Each of your films to date has been a pretty big step up in scale. Not just that, but they have all been very different in tone, type of story and visual requirements. I think too often filmmakers, especially writer/directors who are considered to have a ‘voice,’ are thought to have a specific fixed visual approach, almost like it’s a suit they wear. Inevitably there are going to be similarities from film to film, but those are probably unconscious ones. I try to tailor visuals to the specific needs of each story. With Brick it was one thing, The Brothers Bloom was quite different and very specific in its differences, and Looper is a thing apart from both of them. There is no visual affectation I choose to bring to the work.
Yet you’ve used the same cinematographer since film school. We’re very simpatico, and Steve’s friendship means as much to me as his talent. Even though I’ve seen all the great work he’s done with digital, some of which has really blown my mind, I’m a kind of traditionalist. [Yedlin developed the Yedlog Gamma software, whereby the digital camera is programmed with a logarithmic Gamma curve, optimizing the full range of exposure for HD and utilizing more image information for color correction.] The look of film is something I love so I choose to originate on it. I find it to be a superior format for image capture and think it looks more beautiful than digital. For as long as I can shoot film, I will. And preserving your work seems best served that way as well. The thinking has been that once you put a movie on a hard drive it is good forever, but that’s anything but true. Film neg is a safer bet.

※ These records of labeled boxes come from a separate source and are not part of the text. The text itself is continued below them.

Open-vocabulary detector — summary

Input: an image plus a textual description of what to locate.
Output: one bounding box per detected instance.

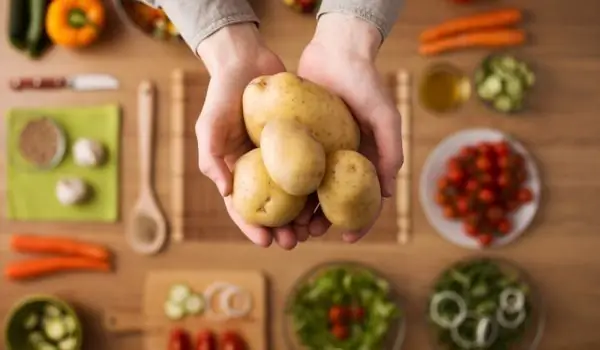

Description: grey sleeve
[142,0,260,53]
[317,0,403,40]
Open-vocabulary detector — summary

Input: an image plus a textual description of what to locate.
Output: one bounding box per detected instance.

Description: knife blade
[10,74,119,91]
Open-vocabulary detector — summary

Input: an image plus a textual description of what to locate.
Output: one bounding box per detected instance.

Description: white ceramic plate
[419,129,542,249]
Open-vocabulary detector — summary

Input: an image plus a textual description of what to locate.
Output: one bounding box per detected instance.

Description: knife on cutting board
[10,74,119,91]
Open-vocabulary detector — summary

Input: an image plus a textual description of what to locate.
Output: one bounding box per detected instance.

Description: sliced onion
[500,288,525,314]
[220,286,252,318]
[475,317,498,348]
[429,290,467,328]
[496,308,527,329]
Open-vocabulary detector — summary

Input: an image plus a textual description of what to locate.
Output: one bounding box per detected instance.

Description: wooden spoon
[126,81,167,254]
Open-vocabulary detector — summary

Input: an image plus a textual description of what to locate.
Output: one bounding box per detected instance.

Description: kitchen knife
[10,74,119,91]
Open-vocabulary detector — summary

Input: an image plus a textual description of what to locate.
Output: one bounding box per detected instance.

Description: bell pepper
[46,0,106,48]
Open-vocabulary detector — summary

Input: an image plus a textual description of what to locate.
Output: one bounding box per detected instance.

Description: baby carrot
[420,8,523,43]
[419,29,525,56]
[4,257,110,280]
[10,234,109,260]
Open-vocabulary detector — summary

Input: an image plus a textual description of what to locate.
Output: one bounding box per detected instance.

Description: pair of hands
[196,14,403,249]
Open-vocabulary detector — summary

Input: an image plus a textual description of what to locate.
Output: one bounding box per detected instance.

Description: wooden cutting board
[105,270,268,350]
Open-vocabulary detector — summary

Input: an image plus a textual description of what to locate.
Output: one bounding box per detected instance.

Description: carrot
[419,29,525,56]
[420,9,523,43]
[10,234,109,260]
[4,257,110,280]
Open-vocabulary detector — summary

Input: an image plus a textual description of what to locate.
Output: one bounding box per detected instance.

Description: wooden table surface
[0,0,600,350]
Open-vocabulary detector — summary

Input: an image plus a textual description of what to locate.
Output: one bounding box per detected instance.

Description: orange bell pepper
[46,0,106,48]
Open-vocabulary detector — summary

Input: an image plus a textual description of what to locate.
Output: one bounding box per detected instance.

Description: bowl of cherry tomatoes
[420,129,541,249]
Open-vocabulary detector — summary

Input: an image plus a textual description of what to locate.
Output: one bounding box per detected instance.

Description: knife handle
[10,77,67,90]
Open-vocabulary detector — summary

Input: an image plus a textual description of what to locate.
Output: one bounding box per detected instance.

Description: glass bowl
[283,261,406,350]
[425,257,546,350]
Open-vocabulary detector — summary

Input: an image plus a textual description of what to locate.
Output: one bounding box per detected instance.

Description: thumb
[373,108,404,197]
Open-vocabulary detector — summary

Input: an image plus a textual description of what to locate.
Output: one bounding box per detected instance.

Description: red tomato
[329,305,347,324]
[498,218,512,235]
[477,233,494,247]
[478,188,496,204]
[167,328,192,350]
[517,188,533,203]
[196,330,217,350]
[350,306,365,321]
[221,331,246,350]
[331,324,350,340]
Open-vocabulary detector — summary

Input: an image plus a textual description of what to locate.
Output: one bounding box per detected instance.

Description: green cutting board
[6,105,121,222]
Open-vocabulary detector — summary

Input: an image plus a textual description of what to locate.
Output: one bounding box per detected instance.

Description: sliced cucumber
[58,337,77,350]
[44,318,67,341]
[494,95,513,112]
[169,284,192,304]
[185,294,205,315]
[164,300,185,320]
[23,314,40,331]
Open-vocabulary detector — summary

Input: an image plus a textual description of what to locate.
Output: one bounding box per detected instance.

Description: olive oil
[419,64,471,113]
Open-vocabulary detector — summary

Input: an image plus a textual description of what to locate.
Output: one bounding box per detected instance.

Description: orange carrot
[420,8,523,43]
[10,234,109,260]
[419,29,525,56]
[4,257,110,280]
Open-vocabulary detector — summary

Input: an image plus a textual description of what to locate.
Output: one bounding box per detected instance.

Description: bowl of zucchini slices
[427,258,545,350]
[475,54,535,114]
[5,295,83,350]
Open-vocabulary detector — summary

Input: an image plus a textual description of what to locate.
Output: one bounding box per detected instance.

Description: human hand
[196,24,297,249]
[298,14,403,243]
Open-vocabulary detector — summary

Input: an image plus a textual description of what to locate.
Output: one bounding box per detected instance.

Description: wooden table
[0,0,600,350]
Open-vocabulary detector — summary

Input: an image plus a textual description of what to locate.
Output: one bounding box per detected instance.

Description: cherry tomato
[350,306,365,322]
[329,305,347,324]
[517,188,533,203]
[220,331,247,350]
[486,206,504,223]
[475,156,492,172]
[331,324,350,340]
[465,179,479,193]
[498,218,512,235]
[167,328,192,350]
[477,188,496,204]
[477,233,494,247]
[196,330,217,350]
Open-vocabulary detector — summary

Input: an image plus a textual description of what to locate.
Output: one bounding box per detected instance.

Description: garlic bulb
[56,178,89,206]
[73,138,106,167]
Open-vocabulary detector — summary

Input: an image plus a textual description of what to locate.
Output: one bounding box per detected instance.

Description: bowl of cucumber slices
[475,53,535,114]
[5,295,83,350]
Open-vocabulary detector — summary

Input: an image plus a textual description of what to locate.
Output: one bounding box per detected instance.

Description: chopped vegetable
[419,29,526,56]
[475,55,535,113]
[286,265,402,350]
[10,234,109,260]
[429,258,532,350]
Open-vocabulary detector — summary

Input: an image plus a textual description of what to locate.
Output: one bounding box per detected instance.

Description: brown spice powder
[19,118,61,166]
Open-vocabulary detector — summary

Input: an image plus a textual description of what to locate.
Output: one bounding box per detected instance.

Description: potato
[232,148,306,227]
[260,119,326,196]
[317,150,381,230]
[242,72,360,153]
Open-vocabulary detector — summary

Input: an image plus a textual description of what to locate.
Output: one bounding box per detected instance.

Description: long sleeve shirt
[142,0,402,52]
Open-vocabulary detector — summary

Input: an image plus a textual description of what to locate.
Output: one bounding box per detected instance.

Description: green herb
[287,267,401,350]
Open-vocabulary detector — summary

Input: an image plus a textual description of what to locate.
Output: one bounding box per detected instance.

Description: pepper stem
[68,9,88,28]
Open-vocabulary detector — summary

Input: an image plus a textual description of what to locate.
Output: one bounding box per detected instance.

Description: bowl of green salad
[474,53,536,114]
[427,257,545,350]
[284,262,406,350]
[5,295,83,350]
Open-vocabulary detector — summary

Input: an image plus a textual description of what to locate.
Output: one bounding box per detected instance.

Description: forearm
[143,0,259,52]
[317,0,403,41]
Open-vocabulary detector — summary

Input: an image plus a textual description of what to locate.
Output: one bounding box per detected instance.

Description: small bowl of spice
[18,117,67,169]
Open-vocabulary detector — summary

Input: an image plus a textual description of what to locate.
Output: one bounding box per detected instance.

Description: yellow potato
[260,119,326,196]
[317,150,381,230]
[232,149,306,227]
[243,72,360,153]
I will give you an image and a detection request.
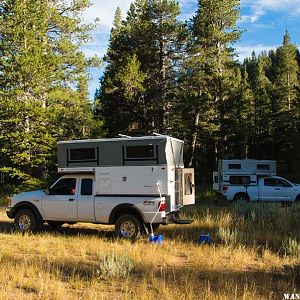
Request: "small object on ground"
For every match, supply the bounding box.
[149,234,164,244]
[198,234,212,244]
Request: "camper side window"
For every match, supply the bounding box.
[80,178,93,196]
[228,164,241,170]
[257,164,270,170]
[229,176,250,184]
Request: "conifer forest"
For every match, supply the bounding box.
[0,0,300,193]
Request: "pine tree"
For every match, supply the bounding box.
[178,0,240,169]
[97,0,183,134]
[0,0,101,188]
[273,31,300,166]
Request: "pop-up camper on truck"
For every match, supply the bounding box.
[7,135,195,238]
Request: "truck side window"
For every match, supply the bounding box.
[264,178,277,186]
[80,178,93,196]
[49,178,76,195]
[277,179,291,187]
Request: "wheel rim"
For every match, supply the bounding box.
[120,220,136,238]
[18,215,31,231]
[237,195,248,202]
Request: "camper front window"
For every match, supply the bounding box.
[49,178,76,195]
[229,176,250,185]
[126,145,155,159]
[70,148,96,161]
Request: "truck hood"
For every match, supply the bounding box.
[12,190,45,202]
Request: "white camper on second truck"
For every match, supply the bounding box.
[213,159,300,202]
[7,135,195,238]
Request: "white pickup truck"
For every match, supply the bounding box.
[6,135,195,238]
[221,176,300,202]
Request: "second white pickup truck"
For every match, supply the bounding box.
[213,159,300,202]
[221,176,300,202]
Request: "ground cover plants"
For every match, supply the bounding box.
[0,192,300,299]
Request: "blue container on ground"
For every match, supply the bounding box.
[198,234,212,244]
[149,234,164,244]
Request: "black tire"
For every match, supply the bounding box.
[233,193,250,202]
[47,221,64,230]
[14,209,37,233]
[115,215,143,239]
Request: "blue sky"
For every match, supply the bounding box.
[83,0,300,99]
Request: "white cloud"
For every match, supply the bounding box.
[241,0,300,23]
[83,0,131,29]
[235,44,279,62]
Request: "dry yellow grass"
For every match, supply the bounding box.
[0,200,300,300]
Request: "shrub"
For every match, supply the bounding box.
[97,253,135,279]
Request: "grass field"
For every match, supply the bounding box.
[0,193,300,300]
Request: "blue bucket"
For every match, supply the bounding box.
[149,234,164,244]
[198,234,212,244]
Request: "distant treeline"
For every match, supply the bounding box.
[0,0,300,189]
[96,0,300,181]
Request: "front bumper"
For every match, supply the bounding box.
[6,207,15,219]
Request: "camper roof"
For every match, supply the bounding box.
[57,134,183,144]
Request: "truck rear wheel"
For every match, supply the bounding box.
[47,221,64,230]
[233,193,250,202]
[115,215,143,239]
[14,209,37,232]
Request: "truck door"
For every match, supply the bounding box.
[42,177,79,221]
[259,177,294,201]
[274,178,294,201]
[78,176,95,222]
[213,172,220,191]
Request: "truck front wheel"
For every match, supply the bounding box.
[14,209,37,232]
[233,193,249,202]
[115,215,143,239]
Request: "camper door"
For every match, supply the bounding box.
[182,169,195,205]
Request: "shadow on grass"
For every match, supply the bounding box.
[2,248,300,299]
[0,220,115,238]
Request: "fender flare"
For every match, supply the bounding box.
[12,201,43,221]
[108,203,146,224]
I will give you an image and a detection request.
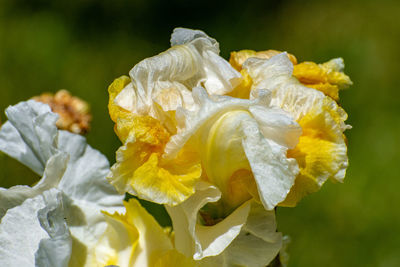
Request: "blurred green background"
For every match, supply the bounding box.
[0,0,400,267]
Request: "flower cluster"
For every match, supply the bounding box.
[0,28,351,267]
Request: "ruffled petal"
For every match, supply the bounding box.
[109,28,242,133]
[89,199,173,267]
[293,58,353,101]
[0,189,70,266]
[229,50,297,71]
[163,87,301,209]
[201,201,282,267]
[0,153,68,219]
[244,54,349,206]
[166,182,250,260]
[35,189,72,267]
[0,100,58,175]
[0,101,124,266]
[108,112,201,205]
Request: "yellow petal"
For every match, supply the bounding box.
[227,69,253,99]
[109,116,201,205]
[293,58,353,101]
[88,199,173,267]
[280,98,348,207]
[130,153,201,205]
[229,49,297,71]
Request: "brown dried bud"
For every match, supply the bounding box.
[32,90,92,135]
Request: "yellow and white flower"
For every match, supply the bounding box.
[88,199,198,267]
[109,29,301,210]
[109,29,301,264]
[0,100,124,266]
[230,51,352,206]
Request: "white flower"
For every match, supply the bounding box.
[0,101,124,266]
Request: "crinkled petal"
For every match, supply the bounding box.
[0,100,58,175]
[0,101,124,266]
[154,249,198,267]
[163,88,301,209]
[242,118,299,210]
[244,54,349,206]
[108,112,201,205]
[110,28,242,132]
[90,199,173,267]
[166,182,250,260]
[229,50,297,71]
[201,201,282,267]
[0,153,68,219]
[293,58,353,101]
[0,189,68,266]
[35,189,72,267]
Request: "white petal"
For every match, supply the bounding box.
[35,189,72,267]
[0,101,124,266]
[115,29,241,132]
[171,28,219,49]
[58,131,124,208]
[242,121,299,210]
[0,100,58,175]
[0,190,67,266]
[201,202,282,267]
[166,182,250,260]
[0,153,68,219]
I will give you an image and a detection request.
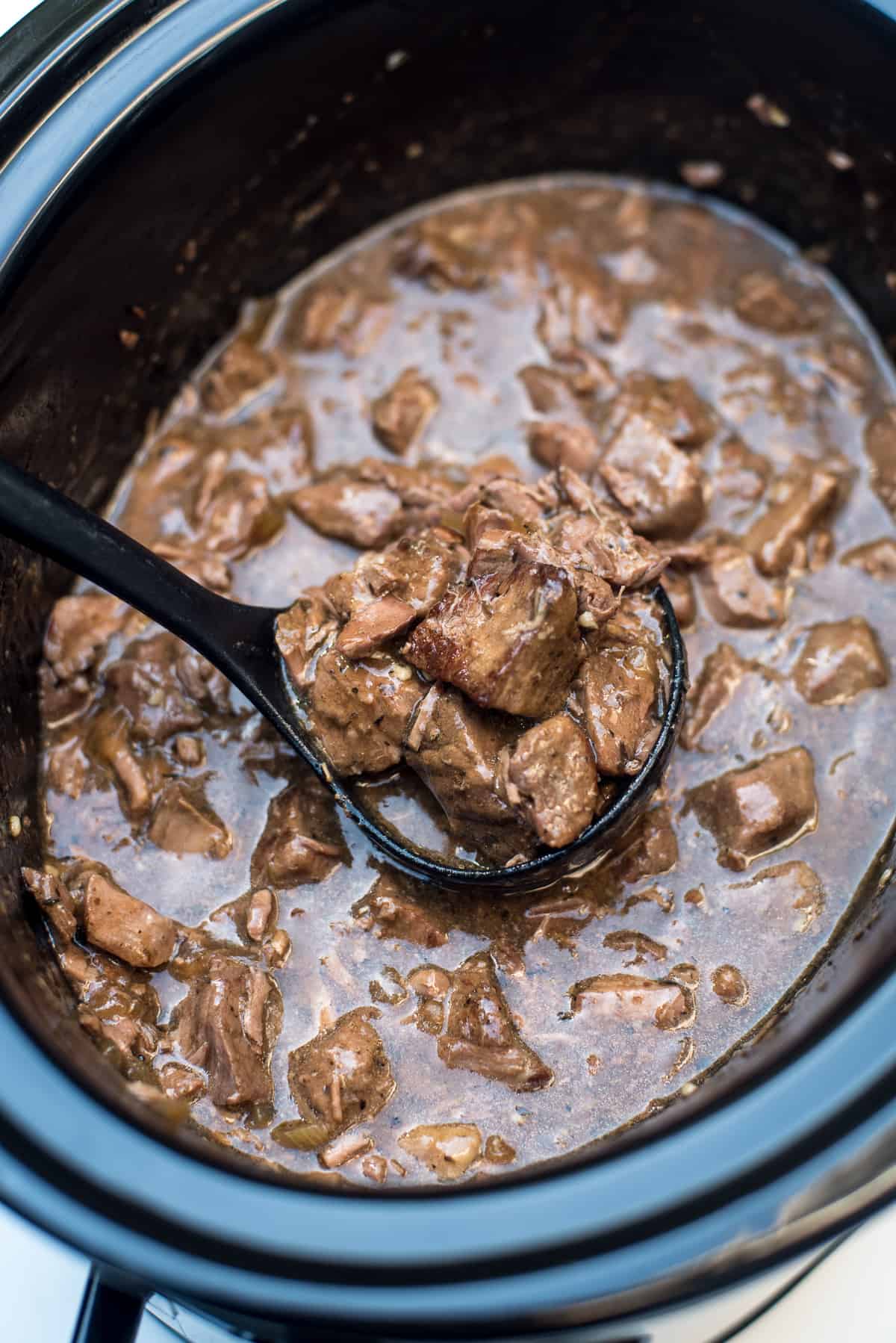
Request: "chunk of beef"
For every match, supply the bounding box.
[405,685,511,822]
[398,1124,482,1180]
[536,249,626,357]
[505,713,598,849]
[82,872,177,970]
[744,470,839,576]
[839,536,896,582]
[437,951,553,1092]
[172,954,282,1108]
[199,336,276,416]
[146,779,234,858]
[570,974,697,1030]
[290,456,452,549]
[405,564,582,719]
[251,769,348,890]
[526,421,600,474]
[277,589,338,690]
[701,545,785,630]
[599,415,706,536]
[679,643,753,751]
[289,1008,395,1139]
[352,869,447,947]
[688,747,818,872]
[371,368,439,456]
[311,648,425,775]
[794,615,889,704]
[336,596,417,658]
[43,592,128,681]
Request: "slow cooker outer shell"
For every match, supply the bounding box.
[0,0,896,1333]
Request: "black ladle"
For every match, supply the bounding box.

How did the effects and futuristic trappings of the story affect your prep? I don’t consider it to be a heavy effects film, though there is a lot compared to what we’ve done before. I do storyboard as part of my prep, especially for big action sequences, and then review the drawings with Steve before we go forward to make sure this all makes sense and can be achieved. But I’ve never gotten involved with outside companies to do previs, though I discussed it with Spiderman director Marc Webb, who said he really loved it once he had jumped in with both feet.
So did you wind up treating the future aspect principally as background? The aesthetic in Looper was to keep things very real, grounding it in a credible visual reality. But we still wanted to show cool environments and find some nice camera angles. Ideally everything winds up working in lockstep. A really striking design or composition can pop right off the screen in a memorable fashion, especially if you can get it to work with the story content being presented.
Except for TV work, you’ve only directed from your own scripts. For me I think it has to have that personal connection. Maybe someday I’ll find a very fascinating script that I really want to do, but for now what makes it really satisfying is seeing an idea through from its germ till the day you first screen it for an audience – even though for me, writing is no fun at all and takes forever. [Laughs.]
Being the author must facilitate matters for your collaborators, who can get definitive answers direct from the source. Being in that position may be the only thing that gives me the confidence to go on-set and direct. Surrounded by all those people, many of whom are more intelligent and talented than me, I find my only safety net comes out of knowing the material from the ground up. For that, if no other reason, it would be an enormous challenge for me to even consider directing somebody else’s material.